SQLite Forum

Timeline
Login

47 forum posts by user wmertens

2021-10-09
07:19 Reply: Updating in-process connections on write (artifact: 69d62c6e3d user: wmertens)

I'll set up a test rig and experiment. Possibly just reading data_version might be enough then.

05:29 Reply: Updating in-process connections on write (artifact: 0851b43f3d user: wmertens)

Ok thank you, that validates me using two connections.

My writes are multi-step affairs (from event sourcing processing) so the transactions should be hidden from reads.

05:23 Reply: Updating in-process connections on write (artifact: c52197c22b user: wmertens)

Yes, the latter, I pass SQLITE_OPEN_READONLY during open().

I wish there was something like PRAGMA really_check_for_change :)

2021-10-08
10:57 Post: Updating in-process connections on write (artifact: b7718ee466 user: wmertens)

Hi,

I'm using the node-sqlite3 library in my program and I'm opening 2 connections to the same DB file in the same process, one read-only (RO) and the other for transacting (RW).

I'm doing this so that reads from the application don't see intermediate values during transactions, but maybe that's misguided. In any case it seems easier than wrapping everything in read transactions.

The problem I'm having is that sometimes, after completing a write transaction, the RO connection doesn't "see" the change. I would have expected connections from the same process to notify one another.

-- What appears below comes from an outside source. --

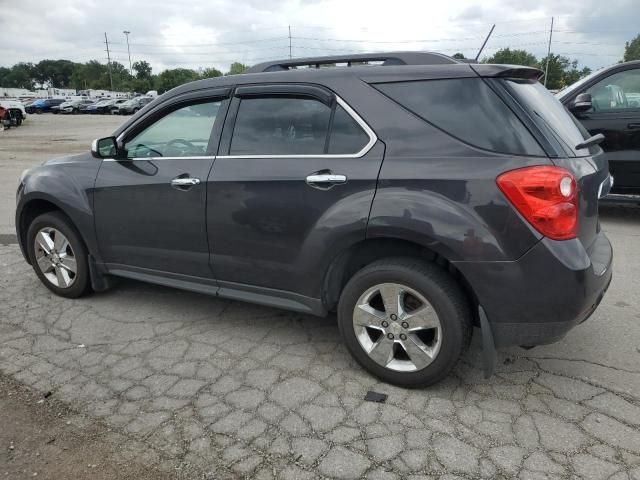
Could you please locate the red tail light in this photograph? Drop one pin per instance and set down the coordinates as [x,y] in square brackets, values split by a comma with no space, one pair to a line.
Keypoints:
[546,196]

As a workaround, I'm setting pragma user_version in the transaction and then polling the RO connection (using a prepared query) until it sees the same user_version.

Is there a better way to do this?

Thanks,

Wout.

2021-05-22
20:06 Reply: Building a queue based on SQLite (artifact: c983aa9c7a user: wmertens)

I made a queue with sqlite in JS, it's reasonably straightforward, just make sure to keep transactions short so inserting doesn't block.

https://github.com/StratoKit/strato-db/blob/master/src/EventQueue.js

I would definitely use a db file per queue. A modern filesystem won't have issues with 300k files in a single directory, but you can use some subdirectories if you want.

Sqlite should perform fine IMHO, but you'll probably need to use multiple processes.

2021-02-26
17:39 Reply: How do I create a "rolling cursor" ? (artifact: 2cfa137263 user: wmertens)

Keysets won't work for sorting in different directions. They're also unnecessary, syntactic sugar (unless they can be optimized somehow).

I implemented general cursoring using nested and/or, you can see the code at https://github.com/StratoKit/strato-db/blob/master/src/JsonModel/JsonModel.js#L375-L390

The way it works is as follows: given 3 columns a, b, c you sort on, you keep values v0, v1, v2 of the last returned result, and use it to find the next value with

a >= v0 && (a != v0 || (b >= v1 && (b != v1 || (c > v2))))

if b is sorted descending the condition becomes

a >= v0 && (a != v0 || (b <= v1 && (b != v1 || (c > v2))))

if you sort on an extra column d you need to replace the last condition with

c >= v2 || (c != v2 || (d > v3))

This is in one direction. If you want to page backwards, you have to invert the cursor conditions and sorting.

So basically, you have to do a limit query, remember the last values and page by generating a nested comparision condition while retaining the sorting.

Cheers,

Wout.

2021-02-17
15:08 Edit reply: SELECT skips empty fields ? (artifact: 71b5f2aadb user: wmertens)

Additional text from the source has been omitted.